Chesapeake Energy Corporation (NYSE:CHK) stock seems to have stabilized today after tumbling on Thursday following the company’s third-quarter results. One would have thought that the Chesapeake Energy 3Q17 earnings beat would’ve been good news, but it was paired with something investors have no patience for right now: increased capital expenditures.
Chesapeake Energy 3Q17 earnings beat wasn’t enough
It seems investors just aren’t in the mood to let higher spending fly as even Facebook stock has been struck for that despite the strong earnings beat. Unfortunately for Chesapeake, it already has quite a lot of debt, so when investors heard that it wants to increase spending, even an earnings beat wasn’t good enough to make up for it. On the other hand, a few, like Tesla, can get away with doing the very same thing for an extended period while running at a loss. Oil just isn’t as sexy as electric cars, after all.
Chesapeake Energy 3Q17 earnings came in at 12 cents per share, excluding items, which beat the consensus by a penny. However, the company’s revenue fell 14.6% year over year to $1.94 billion, which missed the consensus of $2.07 billion. Production was down 15%, although Chesapeake warned about that in September. Volumes came in at 542 million barrels of oil equivalent per day. The company also said that production growth would be flat to modest next year.

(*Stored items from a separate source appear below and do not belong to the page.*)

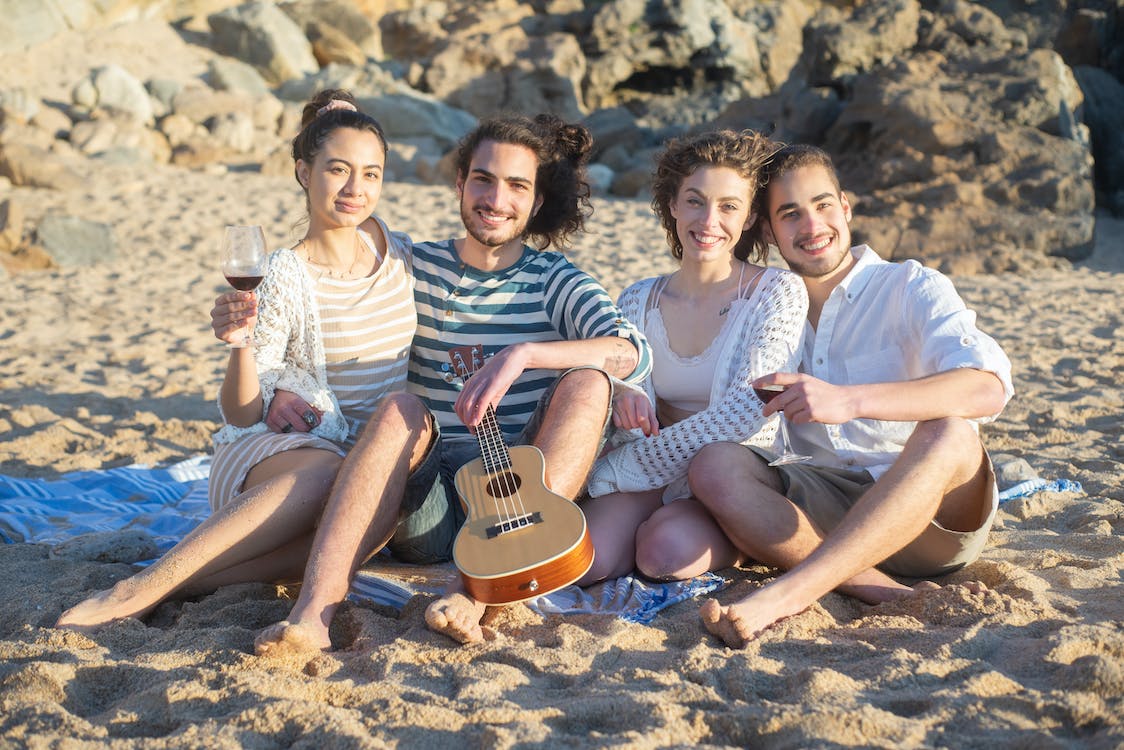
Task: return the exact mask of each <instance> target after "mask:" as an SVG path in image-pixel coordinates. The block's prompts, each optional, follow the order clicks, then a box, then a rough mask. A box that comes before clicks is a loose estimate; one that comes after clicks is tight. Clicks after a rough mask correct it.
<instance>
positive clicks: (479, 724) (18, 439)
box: [0, 35, 1124, 748]
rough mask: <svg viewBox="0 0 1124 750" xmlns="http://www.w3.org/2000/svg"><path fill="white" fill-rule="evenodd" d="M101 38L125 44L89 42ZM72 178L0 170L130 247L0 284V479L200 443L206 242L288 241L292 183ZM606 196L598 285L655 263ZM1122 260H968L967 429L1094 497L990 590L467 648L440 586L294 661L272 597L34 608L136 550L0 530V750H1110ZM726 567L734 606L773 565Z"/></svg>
mask: <svg viewBox="0 0 1124 750" xmlns="http://www.w3.org/2000/svg"><path fill="white" fill-rule="evenodd" d="M119 38H121V39H124V38H126V35H119ZM127 38H136V36H128V37H127ZM88 45H89V46H91V47H92V43H88ZM45 47H47V48H46V49H45V51H44V52H43V56H42V58H40V60H39V61H38V63H37V62H36V58H35V57H34V55H30V54H29V57H30V61H28V60H22V61H20V64H21V65H22V66H24V67H22V69H20V71H21V73H24V74H34V73H36V72H37V71H38V72H40V74H42V80H43V84H44V87H46V88H47V89H49V88H51V87H53V85H55V76H61V75H62V74H61V73H58V69H60V65H61V63H60V65H55V64H54V63H56V62H60V61H62V62H66V61H67V60H70V57H69V56H65V55H64V54H63V52H64V51H65V52H66V55H71V54H75V53H74V52H73V51H74V49H80V51H81V47H80V45H78V44H76V43H73V40H72V43H71V44H69V45H45ZM146 49H147V47H146ZM107 51H116V52H117V53H118V54H120V55H123V57H128V56H129V55H133V56H134V57H135V56H137V55H138V54H139V53H138V51H137V49H135V48H134V47H133V46H130V45H127V44H125V43H124V42H121V43H119V44H118V45H117V46H114V45H111V44H108V43H107V42H106V40H105V39H101V40H100V42H99V46H98V54H100V55H105V54H108V53H107ZM35 52H36V51H33V53H35ZM88 54H93V53H92V52H89V51H88ZM154 58H155V57H154ZM3 62H4V61H2V60H0V63H3ZM197 62H198V61H187V62H185V64H184V65H182V72H178V71H176V69H175V66H174V65H172V64H170V63H167V61H166V60H165V61H163V63H162V64H164V65H165V67H164V69H162V72H163V73H166V74H169V75H172V74H182V75H190V74H193V72H192V71H193V66H194V67H198V64H197ZM187 63H191V64H187ZM9 70H10V69H9ZM196 72H197V71H196ZM60 80H63V79H62V78H60ZM60 85H61V84H60ZM83 169H84V171H85V172H84V177H85V184H84V188H83V189H81V190H75V191H72V192H56V191H49V190H36V189H26V188H19V189H13V188H10V187H0V200H3V199H4V198H15V199H17V200H18V201H19V202H20V205H21V206H22V207H24V209H25V211H26V215H27V217H28V222H29V223H31V224H35V223H37V222H38V219H39V218H40V217H42V216H44V215H46V214H48V213H56V214H71V215H75V216H80V217H82V218H87V219H91V220H98V222H105V223H107V224H109V225H111V226H112V227H114V232H115V234H116V237H117V238H118V241H119V255H118V257H117V259H115V260H108V261H106V262H102V263H99V264H97V265H94V266H90V268H81V269H64V270H47V271H38V272H22V273H18V274H15V275H11V277H10V278H7V279H3V278H2V277H0V307H2V316H0V342H2V354H0V394H2V396H0V435H2V437H0V473H7V475H16V476H24V477H42V478H48V479H49V478H55V477H57V476H58V475H60V473H63V472H66V471H71V470H76V469H105V468H111V467H119V466H127V464H132V463H137V462H142V463H148V464H161V463H169V462H174V461H179V460H182V459H185V458H189V457H191V455H196V454H199V453H203V452H206V451H208V449H209V434H210V432H211V431H214V430H215V428H216V427H217V412H216V408H215V406H214V396H215V392H216V390H217V388H218V383H219V380H220V378H221V373H223V370H224V368H225V361H226V354H225V351H224V349H223V346H221V345H220V344H219V343H218V342H217V341H216V340H215V338H214V336H212V335H211V333H210V325H209V317H208V310H209V309H210V305H211V301H212V299H214V297H215V296H216V295H217V293H218V292H219V291H221V290H223V289H225V282H224V280H223V277H221V274H220V273H219V271H218V268H217V252H218V232H219V229H220V227H221V226H223V225H224V224H228V223H260V224H264V225H266V232H268V235H269V237H270V240H271V242H272V244H277V245H280V244H282V243H285V242H288V241H290V240H291V238H293V237H294V236H298V235H297V234H296V233H297V232H299V231H300V228H299V227H298V226H297V220H298V219H299V217H300V216H301V209H302V201H301V197H300V193H299V191H298V189H297V186H296V183H294V182H293V181H292V180H291V179H288V178H270V177H262V175H260V174H256V173H248V172H229V173H223V174H220V173H214V172H211V173H203V172H191V171H184V170H180V169H175V168H171V166H153V165H127V166H109V165H101V164H96V163H89V164H87V165H85V166H84V168H83ZM596 207H597V210H596V214H595V219H593V223H592V228H593V231H592V232H591V233H590V234H589V235H587V236H583V237H581V238H580V240H579V241H578V244H577V246H575V247H574V250H573V253H572V255H573V259H574V260H575V262H578V263H579V265H581V266H583V268H586V269H587V270H589V271H591V272H592V273H595V275H597V277H599V278H600V279H601V280H602V282H604V283H605V286H606V287H607V288H608V289H609V291H610V292H613V293H616V292H618V291H619V290H620V289H622V288H623V286H624V284H626V283H628V282H631V281H632V280H634V279H637V278H641V277H644V275H650V274H652V273H656V272H661V271H665V270H669V269H670V268H671V259H670V257H669V256H668V255H667V251H665V250H664V249H665V244H664V241H663V236H662V233H661V231H660V228H659V226H658V223H656V220H655V219H654V217H653V216H652V215H651V211H650V209H649V208H647V206H646V204H644V202H643V201H629V200H610V199H606V198H598V199H597V200H596ZM380 209H381V211H380V213H381V214H382V215H383V216H384V218H387V220H388V222H389V224H390V225H391V226H392V227H395V228H401V229H405V231H408V232H409V233H410V234H411V235H414V236H415V237H418V238H436V237H445V236H451V235H452V234H455V233H456V231H457V227H459V223H457V219H456V213H455V210H454V206H453V201H452V191H451V190H450V189H446V188H439V187H419V186H410V184H399V183H391V184H388V186H387V188H386V191H384V193H383V200H382V204H381V206H380ZM859 210H860V211H861V207H860V208H859ZM981 242H986V240H981ZM1122 274H1124V222H1122V220H1120V219H1113V218H1111V217H1107V216H1102V217H1098V225H1097V246H1096V253H1095V255H1094V256H1093V257H1091V259H1090V260H1089V261H1087V262H1084V263H1080V264H1078V265H1075V266H1069V265H1066V266H1064V268H1055V263H1054V262H1052V261H1048V260H1043V263H1042V268H1041V271H1039V272H1035V273H1027V274H1023V275H1017V277H1016V275H997V277H975V278H958V279H955V282H957V284H958V287H959V288H960V290H961V292H962V293H963V296H964V298H966V299H967V301H968V302H969V305H970V306H972V307H973V308H975V309H977V310H978V313H979V318H980V322H981V325H982V327H984V328H985V329H986V331H988V332H990V333H991V334H994V335H995V336H996V337H997V338H998V340H999V341H1000V343H1001V344H1003V345H1004V346H1005V349H1006V351H1007V352H1008V354H1009V355H1010V358H1012V360H1013V362H1014V364H1015V386H1016V390H1017V395H1016V397H1015V399H1014V400H1013V401H1012V404H1010V405H1009V406H1008V407H1007V409H1006V410H1005V412H1004V414H1003V415H1001V416H1000V417H999V418H998V419H997V421H996V422H995V423H992V424H989V425H987V426H986V427H985V428H984V435H985V440H986V442H987V444H988V446H989V449H990V450H991V451H992V452H997V453H1006V454H1010V455H1013V457H1016V458H1021V459H1024V460H1025V461H1027V462H1028V463H1030V464H1031V467H1033V469H1034V470H1036V471H1037V472H1039V473H1040V475H1041V476H1042V477H1044V478H1046V479H1057V478H1068V479H1073V480H1077V481H1080V482H1081V484H1082V486H1084V488H1085V493H1084V494H1078V493H1040V494H1036V495H1033V496H1031V497H1027V498H1025V499H1016V500H1012V501H1009V503H1007V504H1005V505H1004V506H1003V507H1001V509H1000V512H999V516H998V521H997V523H996V526H995V530H994V532H992V534H991V537H990V543H989V545H988V548H987V549H986V551H985V552H984V555H982V558H981V559H980V560H979V561H978V562H976V563H973V564H972V566H970V567H969V568H967V569H966V570H963V571H960V572H958V573H954V575H953V576H951V577H950V578H949V582H959V581H968V580H981V581H984V582H985V584H986V585H987V586H988V588H989V590H988V591H987V593H985V594H982V595H973V594H968V593H967V591H966V589H963V588H959V587H950V588H946V589H943V590H941V591H936V593H934V594H931V595H927V596H924V597H917V598H914V599H908V600H903V602H898V603H894V604H886V605H881V606H877V607H871V606H868V605H863V604H860V603H858V602H856V600H854V599H850V598H846V597H843V596H840V595H828V596H827V597H825V598H824V599H823V600H822V602H821V603H819V604H817V605H816V606H814V607H812V608H810V609H808V611H807V612H805V613H803V614H800V615H798V616H795V617H791V618H789V620H787V621H785V622H782V623H780V624H779V625H778V626H776V627H773V629H771V630H770V631H768V632H765V633H764V634H763V635H762V636H761V638H760V639H759V640H756V641H754V642H753V643H751V644H750V645H749V648H746V649H745V650H744V651H732V650H728V649H726V648H725V647H723V645H722V644H719V643H718V642H717V641H716V640H715V639H713V638H710V636H709V635H708V634H707V633H706V632H705V631H704V630H703V629H701V626H700V625H699V621H698V617H697V603H695V602H688V603H683V604H679V605H676V606H674V607H671V608H670V609H668V611H665V612H663V613H661V614H660V616H658V617H656V618H655V621H654V622H653V623H652V624H651V625H637V624H631V623H626V622H624V621H620V620H617V618H615V617H609V616H593V615H573V616H545V617H544V616H540V615H536V614H534V613H532V612H531V611H529V609H527V608H526V607H523V606H515V607H509V608H507V609H504V611H500V612H499V613H498V614H497V615H496V616H493V617H492V618H491V620H490V621H489V622H488V625H489V626H490V630H491V632H493V633H495V638H493V640H490V641H488V642H486V643H483V644H480V645H471V647H459V645H455V644H453V643H452V642H451V641H448V640H447V639H444V638H442V636H438V635H435V634H432V633H429V632H428V631H427V630H426V629H425V625H424V621H423V611H424V607H425V605H426V604H427V602H428V599H427V598H426V597H416V598H415V599H414V600H411V603H410V604H409V605H408V606H407V607H406V609H405V611H404V612H402V613H400V614H398V613H396V612H395V611H392V609H388V608H382V607H377V606H359V605H351V604H348V605H345V606H344V608H343V609H342V611H341V614H339V616H338V617H337V621H336V623H335V625H334V629H333V640H334V642H335V644H336V645H337V647H338V650H336V651H335V652H333V653H332V654H326V656H319V657H316V658H312V659H308V658H294V659H290V660H285V659H265V658H259V657H255V656H253V638H254V634H255V632H256V631H257V630H259V629H261V627H263V626H265V625H268V624H270V623H272V622H275V621H277V620H279V618H281V617H283V616H284V615H285V614H287V612H288V609H289V606H290V602H289V600H288V599H287V598H284V595H285V594H287V591H284V590H283V589H280V588H279V587H277V586H272V585H264V584H263V585H244V586H233V587H227V588H224V589H220V590H218V591H216V593H215V594H212V595H209V596H203V597H200V598H197V599H192V600H187V602H174V603H167V604H164V605H162V606H161V607H158V608H157V609H156V611H155V613H153V615H152V616H151V617H149V618H148V620H147V621H146V622H145V623H140V622H136V621H128V622H123V623H118V624H115V625H112V626H110V627H107V629H105V630H103V631H101V632H99V633H97V634H94V635H82V634H76V633H71V632H65V631H60V630H55V629H53V627H52V626H51V625H52V623H53V622H54V621H55V618H56V617H57V616H58V614H60V612H62V609H64V608H65V607H69V606H70V605H72V604H73V603H75V602H78V600H79V599H81V598H83V597H84V596H88V595H89V594H91V593H92V591H94V590H98V589H101V588H105V587H107V586H108V585H110V584H111V582H114V581H115V580H118V579H120V578H123V577H125V576H127V575H128V573H129V572H130V570H132V568H130V567H129V566H126V564H123V563H105V562H89V561H83V560H81V559H74V558H73V557H58V555H52V550H51V549H49V548H47V546H45V545H35V544H10V545H0V602H3V606H2V607H0V747H75V748H78V747H102V746H106V747H120V748H129V747H156V748H160V747H203V748H237V747H253V748H277V747H306V748H352V747H354V748H366V747H371V748H383V747H398V746H401V747H425V748H443V747H450V748H464V747H501V748H507V747H515V746H520V747H527V746H533V744H549V746H559V747H605V746H614V747H658V746H659V747H669V746H670V747H683V746H695V744H705V746H716V747H723V746H734V747H769V748H774V747H776V748H781V747H783V748H807V747H881V748H899V747H948V748H976V747H987V748H995V747H1026V748H1069V747H1094V748H1109V747H1120V746H1122V744H1124V728H1122V726H1121V720H1120V716H1121V715H1122V712H1124V701H1122V696H1124V623H1122V621H1124V587H1122V582H1121V568H1122V560H1124V537H1122V531H1124V490H1122V487H1121V480H1120V468H1121V458H1122V449H1124V443H1122V437H1121V435H1122V421H1124V419H1122V416H1121V414H1122V399H1121V391H1120V387H1118V383H1120V382H1121V381H1122V380H1124V344H1122V343H1121V341H1122V337H1121V335H1120V327H1121V322H1122V318H1124V304H1122V301H1121V291H1122V289H1124V286H1122V279H1124V275H1122ZM722 575H723V576H724V577H725V578H727V579H728V580H729V581H731V584H729V586H728V587H727V588H726V589H725V590H724V591H723V593H722V594H720V595H719V598H720V599H722V600H724V602H728V600H733V599H734V598H737V597H740V596H742V595H744V594H745V593H746V591H749V590H751V589H752V588H754V587H756V586H760V585H761V582H762V581H765V580H768V579H770V578H771V577H773V576H774V575H776V571H773V570H770V569H767V568H763V567H746V568H744V569H732V570H725V571H722ZM289 594H291V591H289ZM67 738H70V739H73V740H74V741H73V742H72V743H67V742H66V739H67Z"/></svg>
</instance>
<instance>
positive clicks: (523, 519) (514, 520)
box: [487, 510, 543, 539]
mask: <svg viewBox="0 0 1124 750" xmlns="http://www.w3.org/2000/svg"><path fill="white" fill-rule="evenodd" d="M541 523H543V514H542V513H540V512H538V510H535V512H534V513H524V514H523V515H518V516H513V517H510V518H506V519H504V521H500V522H499V523H498V524H492V525H491V526H488V531H487V534H488V539H496V537H497V536H499V535H500V534H507V533H510V532H513V531H518V530H519V528H526V527H527V526H534V525H535V524H541Z"/></svg>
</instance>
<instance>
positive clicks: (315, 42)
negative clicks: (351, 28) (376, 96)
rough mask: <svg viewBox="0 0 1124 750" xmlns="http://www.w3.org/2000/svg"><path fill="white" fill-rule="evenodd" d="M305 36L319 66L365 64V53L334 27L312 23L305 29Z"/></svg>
mask: <svg viewBox="0 0 1124 750" xmlns="http://www.w3.org/2000/svg"><path fill="white" fill-rule="evenodd" d="M305 34H306V35H307V36H308V40H309V42H311V43H312V56H314V57H316V62H317V63H319V64H320V65H328V64H329V63H343V64H345V65H356V66H362V65H363V64H364V63H365V62H366V53H365V52H363V49H362V48H361V47H360V46H359V45H357V44H355V43H354V42H352V39H351V38H348V36H347V35H346V34H344V33H343V31H341V30H339V29H337V28H336V27H334V26H328V25H327V24H320V22H318V21H312V22H311V24H309V25H308V26H306V27H305Z"/></svg>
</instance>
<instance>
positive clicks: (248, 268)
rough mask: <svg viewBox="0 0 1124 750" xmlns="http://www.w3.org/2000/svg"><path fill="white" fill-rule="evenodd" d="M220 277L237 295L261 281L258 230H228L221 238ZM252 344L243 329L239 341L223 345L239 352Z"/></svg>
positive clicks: (247, 228) (260, 251)
mask: <svg viewBox="0 0 1124 750" xmlns="http://www.w3.org/2000/svg"><path fill="white" fill-rule="evenodd" d="M221 256H223V275H225V277H226V280H227V281H228V282H229V283H230V286H232V287H234V288H235V289H237V290H238V291H253V290H254V289H256V288H257V284H260V283H261V282H262V279H263V278H264V277H265V234H264V233H263V232H262V227H261V226H256V225H254V226H228V227H226V233H225V235H224V237H223V250H221ZM253 343H254V341H253V332H252V331H251V328H250V326H248V325H247V326H246V328H245V333H244V334H243V336H242V340H241V341H238V342H230V343H229V344H227V345H228V346H230V347H232V349H242V347H245V346H250V345H252V344H253Z"/></svg>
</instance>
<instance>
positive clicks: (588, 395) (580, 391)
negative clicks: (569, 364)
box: [551, 368, 611, 410]
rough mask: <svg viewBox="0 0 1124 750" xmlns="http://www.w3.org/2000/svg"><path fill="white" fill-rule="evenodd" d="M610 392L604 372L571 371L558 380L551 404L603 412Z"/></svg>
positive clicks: (609, 388)
mask: <svg viewBox="0 0 1124 750" xmlns="http://www.w3.org/2000/svg"><path fill="white" fill-rule="evenodd" d="M610 392H611V388H610V386H609V377H608V376H607V374H606V373H605V372H601V371H600V370H593V369H589V368H584V369H581V370H571V371H569V372H566V373H564V374H563V376H562V377H561V378H560V379H559V382H558V385H556V386H555V387H554V396H553V397H552V398H551V403H552V404H554V403H558V404H560V405H562V406H564V407H565V408H568V409H569V408H573V407H574V406H578V405H588V406H590V407H595V408H597V409H601V410H605V409H607V408H608V404H609V394H610Z"/></svg>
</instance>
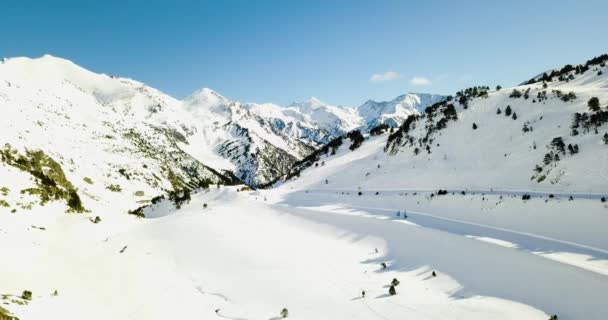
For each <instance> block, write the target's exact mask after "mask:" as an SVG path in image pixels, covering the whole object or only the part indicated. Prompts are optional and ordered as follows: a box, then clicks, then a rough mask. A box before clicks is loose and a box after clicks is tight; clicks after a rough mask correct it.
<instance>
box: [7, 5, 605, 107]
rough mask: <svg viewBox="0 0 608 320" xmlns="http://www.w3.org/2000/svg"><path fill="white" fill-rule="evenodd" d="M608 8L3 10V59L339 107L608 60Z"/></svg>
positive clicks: (266, 99) (390, 7)
mask: <svg viewBox="0 0 608 320" xmlns="http://www.w3.org/2000/svg"><path fill="white" fill-rule="evenodd" d="M606 12H608V1H605V0H597V1H596V0H589V1H582V0H578V1H574V0H571V1H569V0H563V1H560V0H553V1H548V0H534V1H530V0H526V1H519V0H515V1H466V0H463V1H449V0H445V1H439V0H429V1H406V0H402V1H381V0H377V1H357V0H351V1H330V0H327V1H317V0H306V1H296V0H293V1H286V0H284V1H270V0H268V1H264V0H259V1H238V0H224V1H219V0H218V1H154V0H148V1H126V0H124V1H113V0H105V1H86V0H85V1H83V0H80V1H75V0H74V1H67V0H64V1H62V0H57V1H34V0H19V1H4V2H3V3H2V8H1V11H0V56H4V57H14V56H29V57H37V56H41V55H43V54H45V53H49V54H52V55H55V56H59V57H63V58H67V59H70V60H72V61H74V62H76V63H77V64H79V65H82V66H84V67H86V68H88V69H91V70H93V71H95V72H100V73H107V74H112V75H117V76H124V77H130V78H134V79H137V80H139V81H143V82H145V83H147V84H149V85H151V86H153V87H156V88H158V89H160V90H162V91H164V92H166V93H168V94H171V95H173V96H175V97H178V98H183V97H185V96H187V95H189V94H190V93H191V92H193V91H194V90H196V89H198V88H201V87H209V88H212V89H214V90H216V91H218V92H220V93H221V94H223V95H225V96H226V97H228V98H231V99H235V100H240V101H247V102H275V103H279V104H288V103H290V102H292V101H299V100H303V99H306V98H308V97H310V96H315V97H318V98H320V99H321V100H324V101H326V102H329V103H333V104H338V105H359V104H361V103H363V102H364V101H365V100H367V99H368V98H372V99H385V100H386V99H392V98H394V97H395V96H397V95H399V94H402V93H405V92H431V93H445V94H449V93H453V92H455V91H456V90H458V89H460V88H463V87H466V86H470V85H490V86H495V85H496V84H501V85H503V86H509V85H515V84H517V83H519V82H521V81H523V80H525V79H527V78H530V77H532V76H533V75H535V74H536V73H539V72H541V71H544V70H545V69H549V68H553V67H559V66H562V65H564V64H566V63H581V62H584V61H585V60H587V59H589V58H591V57H592V56H595V55H599V54H601V53H606V52H608V42H606V31H605V30H606V26H607V25H608V16H607V15H606Z"/></svg>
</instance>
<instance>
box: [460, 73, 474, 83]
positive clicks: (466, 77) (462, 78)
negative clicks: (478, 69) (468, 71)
mask: <svg viewBox="0 0 608 320" xmlns="http://www.w3.org/2000/svg"><path fill="white" fill-rule="evenodd" d="M472 79H473V76H472V75H470V74H463V75H461V76H460V77H458V82H469V81H471V80H472Z"/></svg>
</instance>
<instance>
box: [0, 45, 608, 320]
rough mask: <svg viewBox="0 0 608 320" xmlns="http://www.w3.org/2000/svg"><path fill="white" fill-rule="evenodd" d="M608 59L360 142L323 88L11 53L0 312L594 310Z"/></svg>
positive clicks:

Chesapeake also raised the bottom of its guidance range for capital expenditures for this year by $200 million, although it said it plans to spend less next year. The company’s long-term debt is still close to $10 billion, and it continues to chip away at that balance slowly, this time by selling another $2 billion to $3 billion in assets to support its balance sheet.
Price target for Chesapeake Energy stock cut
Barclays analyst Thomas Driscoll slashed his price target for Chesapeake stock following the third-quarter earnings release. He reiterated his Underweight rating and slashed his price target for Chesapeake Energy stock from $3 to $2 per share. He also said the Street was looking for about 8% growth in production for next year, meaning that the guide for “flat to modest” growth just fell flat on investors.
Further, he said that this production guide with an estimated one-third reduction in capital expenditures next year will leave the company $300 million to $350 million short of covering its budget using cash flow. In Driscoll’s view, the Chesapeake Energy 3Q17 earnings results demonstrate that the company has made progress, but he also believes that it is “poorly positioned relative to peers, leverage remains challenging, and it needs to sell assets to cover its overspend.”
Chesapeake Energy’s debt is too heavy
Jefferies analyst Mark Lear also rates Chesapeake Energy stock at Underperform, and he already had a $2 price target on it. He feels that the company’s debt burden is just “too heavy” for the asset base that it has. He pegs Chesapeake’s outspend at about $450 million next year based on the current futures pricing, and he estimates that the company will outspend its cash flow by about $100 million in 2018. He added that without a rally in commodities, a much bigger asset sale or “greatly enhanced well returns,” the company will continue to be in a difficult position. He thinks the best course of action would be to sell off “an entire operating area” with the goal of generating enough cash to “right-size” its balance sheet.
Chesapeake Energy stock slipped by another 0.27% to $3.64 on Friday and is no down by nearly 7% since the third-quarter earnings release.